El sonido de sus jugos chorreando bajo tus dedos es obsceno, mezclado con sus jadeos. La metes un dedo, luego dos, curvándolos para tocar ese punto que la hace gritar. Su interior te aprieta como un puño caliente, ondulando. Tú estás duro como piedra, tu verga latiendo contra los jeans. Ella lo nota y te la saca, envolviéndola con su mano suave y experta. La acaricia de arriba abajo, el prepucio deslizándose, el glande brillando con precum.

—Qué verga tan chingona tienes, amor. Quiero chupártela toda.

Se inclina, su boca caliente te engulle de golpe. Sientes la succión húmeda, su lengua lamiendo la base, las bolas. El calor de su garganta te hace gemir, tus caderas se mueven solas follándole la boca. El Mazda se mece con el ritmo, el cuero crujiendo. El sabor salado de tu piel en su lengua, el olor a sexo llenando el auto. Pero no quieres acabar así. La jalas arriba, la sientas a horcajadas sobre ti.

—Cógeme ya, pendejo. Quiero sentirte adentro.
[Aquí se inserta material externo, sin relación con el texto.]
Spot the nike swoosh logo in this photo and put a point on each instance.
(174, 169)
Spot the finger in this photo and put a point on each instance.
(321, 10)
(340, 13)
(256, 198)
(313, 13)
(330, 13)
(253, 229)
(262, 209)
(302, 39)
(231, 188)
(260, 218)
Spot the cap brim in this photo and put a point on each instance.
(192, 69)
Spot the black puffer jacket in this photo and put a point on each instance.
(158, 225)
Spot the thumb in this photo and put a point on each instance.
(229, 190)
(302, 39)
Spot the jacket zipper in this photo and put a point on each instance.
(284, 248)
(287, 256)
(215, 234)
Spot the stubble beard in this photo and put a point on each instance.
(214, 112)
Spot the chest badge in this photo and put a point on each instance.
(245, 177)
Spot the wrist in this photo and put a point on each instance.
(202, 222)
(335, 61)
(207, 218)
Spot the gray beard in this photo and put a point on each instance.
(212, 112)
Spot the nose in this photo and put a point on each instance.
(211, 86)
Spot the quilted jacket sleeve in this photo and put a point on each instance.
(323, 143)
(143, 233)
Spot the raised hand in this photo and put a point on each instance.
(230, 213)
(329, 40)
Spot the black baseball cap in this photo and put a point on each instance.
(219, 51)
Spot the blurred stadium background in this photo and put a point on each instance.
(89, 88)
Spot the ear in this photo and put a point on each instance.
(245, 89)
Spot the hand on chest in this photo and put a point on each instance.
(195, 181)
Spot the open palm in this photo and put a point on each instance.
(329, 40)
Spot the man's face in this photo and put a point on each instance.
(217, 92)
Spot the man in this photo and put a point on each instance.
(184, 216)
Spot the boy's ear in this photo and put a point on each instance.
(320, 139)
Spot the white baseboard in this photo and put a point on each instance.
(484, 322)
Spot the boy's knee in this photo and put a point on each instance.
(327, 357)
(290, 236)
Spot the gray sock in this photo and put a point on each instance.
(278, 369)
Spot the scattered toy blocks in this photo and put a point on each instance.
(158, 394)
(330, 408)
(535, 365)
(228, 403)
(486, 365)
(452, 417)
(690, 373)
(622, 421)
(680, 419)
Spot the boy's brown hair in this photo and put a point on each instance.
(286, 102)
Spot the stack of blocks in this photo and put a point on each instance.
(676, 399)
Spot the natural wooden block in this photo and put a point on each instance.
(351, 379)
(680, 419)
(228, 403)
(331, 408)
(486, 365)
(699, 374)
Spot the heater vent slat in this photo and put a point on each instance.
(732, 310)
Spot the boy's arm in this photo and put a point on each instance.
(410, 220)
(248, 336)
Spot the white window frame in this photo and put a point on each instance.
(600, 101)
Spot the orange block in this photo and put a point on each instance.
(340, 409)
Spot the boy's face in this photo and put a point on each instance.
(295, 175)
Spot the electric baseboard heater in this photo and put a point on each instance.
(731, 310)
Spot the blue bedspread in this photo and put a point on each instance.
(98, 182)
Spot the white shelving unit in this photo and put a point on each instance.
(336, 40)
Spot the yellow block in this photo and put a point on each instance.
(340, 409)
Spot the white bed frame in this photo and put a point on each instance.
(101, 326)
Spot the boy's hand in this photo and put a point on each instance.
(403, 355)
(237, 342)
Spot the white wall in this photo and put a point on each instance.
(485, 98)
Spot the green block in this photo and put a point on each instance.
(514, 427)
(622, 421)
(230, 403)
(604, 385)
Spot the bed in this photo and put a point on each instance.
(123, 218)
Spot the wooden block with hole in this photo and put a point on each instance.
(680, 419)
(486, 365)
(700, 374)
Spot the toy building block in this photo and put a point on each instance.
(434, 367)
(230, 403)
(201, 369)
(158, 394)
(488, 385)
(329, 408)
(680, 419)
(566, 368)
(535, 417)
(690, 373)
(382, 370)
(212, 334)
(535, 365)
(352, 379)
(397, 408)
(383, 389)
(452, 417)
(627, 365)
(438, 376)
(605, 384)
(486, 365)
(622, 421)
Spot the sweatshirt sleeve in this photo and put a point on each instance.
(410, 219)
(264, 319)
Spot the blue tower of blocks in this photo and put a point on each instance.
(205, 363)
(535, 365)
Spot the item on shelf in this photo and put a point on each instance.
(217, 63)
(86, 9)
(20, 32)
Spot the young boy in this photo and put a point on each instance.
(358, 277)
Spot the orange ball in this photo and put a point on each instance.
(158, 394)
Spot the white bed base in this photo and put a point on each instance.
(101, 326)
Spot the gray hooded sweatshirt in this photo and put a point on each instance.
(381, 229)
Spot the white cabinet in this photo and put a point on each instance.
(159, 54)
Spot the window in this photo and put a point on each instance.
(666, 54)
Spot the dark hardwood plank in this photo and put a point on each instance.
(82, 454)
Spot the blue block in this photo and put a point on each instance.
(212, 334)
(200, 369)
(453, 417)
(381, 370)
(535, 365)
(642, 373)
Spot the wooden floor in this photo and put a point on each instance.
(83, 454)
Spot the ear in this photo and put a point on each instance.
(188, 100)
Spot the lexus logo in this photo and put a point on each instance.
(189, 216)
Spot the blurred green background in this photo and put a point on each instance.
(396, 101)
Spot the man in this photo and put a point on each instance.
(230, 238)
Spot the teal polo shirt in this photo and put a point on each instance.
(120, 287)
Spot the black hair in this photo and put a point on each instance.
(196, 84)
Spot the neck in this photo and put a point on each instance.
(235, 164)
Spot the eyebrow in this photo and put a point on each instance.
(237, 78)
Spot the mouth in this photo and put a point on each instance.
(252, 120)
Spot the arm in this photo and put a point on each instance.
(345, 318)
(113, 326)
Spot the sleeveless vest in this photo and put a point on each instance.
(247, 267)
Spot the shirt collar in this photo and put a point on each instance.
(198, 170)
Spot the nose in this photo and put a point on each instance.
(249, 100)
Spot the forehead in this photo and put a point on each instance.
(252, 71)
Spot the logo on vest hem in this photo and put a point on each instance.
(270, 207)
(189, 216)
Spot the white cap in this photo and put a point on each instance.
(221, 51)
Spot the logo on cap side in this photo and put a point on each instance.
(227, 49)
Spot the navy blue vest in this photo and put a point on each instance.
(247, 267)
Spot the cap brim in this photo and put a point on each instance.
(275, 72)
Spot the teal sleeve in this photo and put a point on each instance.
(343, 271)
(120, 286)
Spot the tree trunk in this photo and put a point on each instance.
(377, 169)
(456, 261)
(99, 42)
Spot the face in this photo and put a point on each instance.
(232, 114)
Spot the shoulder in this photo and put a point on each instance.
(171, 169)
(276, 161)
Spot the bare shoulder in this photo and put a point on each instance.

Te posicionas, la punta de tu verga rozando su entrada empapada. Entras despacio, centímetro a centímetro, su concha estirándose alrededor de ti como terciopelo líquido. Ambos gimen al unísono, el estirón perfecto, el llenado total. Ella empieza a moverse, subiendo y bajando, sus tetas rebotando libres ahora que le has bajado el vestido. Tú las agarras, pellizcando los pezones duros como piedras, chupándolos hasta que grita.

El ritmo acelera, sus nalgas chocando contra tus muslos con palmadas húmedas. El sudor nos cubre, salado en la piel, goteando entre sus pechos. El mar ruge afuera, sincronizándose con nuestros jadeos.

Esto es puro fuego, carnal. Su coño me aprieta como si no quisiera soltarme nunca.
Sientes el orgasmo construyéndose, una ola gigante en tu vientre. Ella va más rápido, sus uñas arañando tu pecho, su clítoris frotándose contra tu pubis.

—Me vengo, chingado... ¡vente conmigo!

Explota primero ella, su concha convulsionando, ordeñándote, chorros calientes mojando todo. Tú la sigues, vaciándote dentro en espasmos interminables, el placer cegador, el mundo reduciéndose a ese Mazda lleno de pasión marina. Gritas su nombre, ella el tuyo, cuerpos temblando unidos.

Se derrumban, jadeando, el afterglow envolviéndolos como niebla tibia. Marina se acurruca en tu pecho, su piel pegajosa contra la tuya, el corazón latiendo al unísono. El mar susurra paz, las estrellas asomando en el cielo negro.

—Eso fue mazda pasión marina de la buena —murmura ella, riendo bajito—. Mi carro nunca había visto algo así.

Tú la besas en la frente, saboreando el sudor salado.

Qué chingón fue esto. No sé si sea el principio o el fin, pero valió cada segundo.
Se visten despacio, robándose besos, prometiendo más vueltas en esa Mazda. El motor arranca de nuevo, llevándolos de vuelta a la marina, con el sabor de la pasión aún en los labios y el alma en llamas.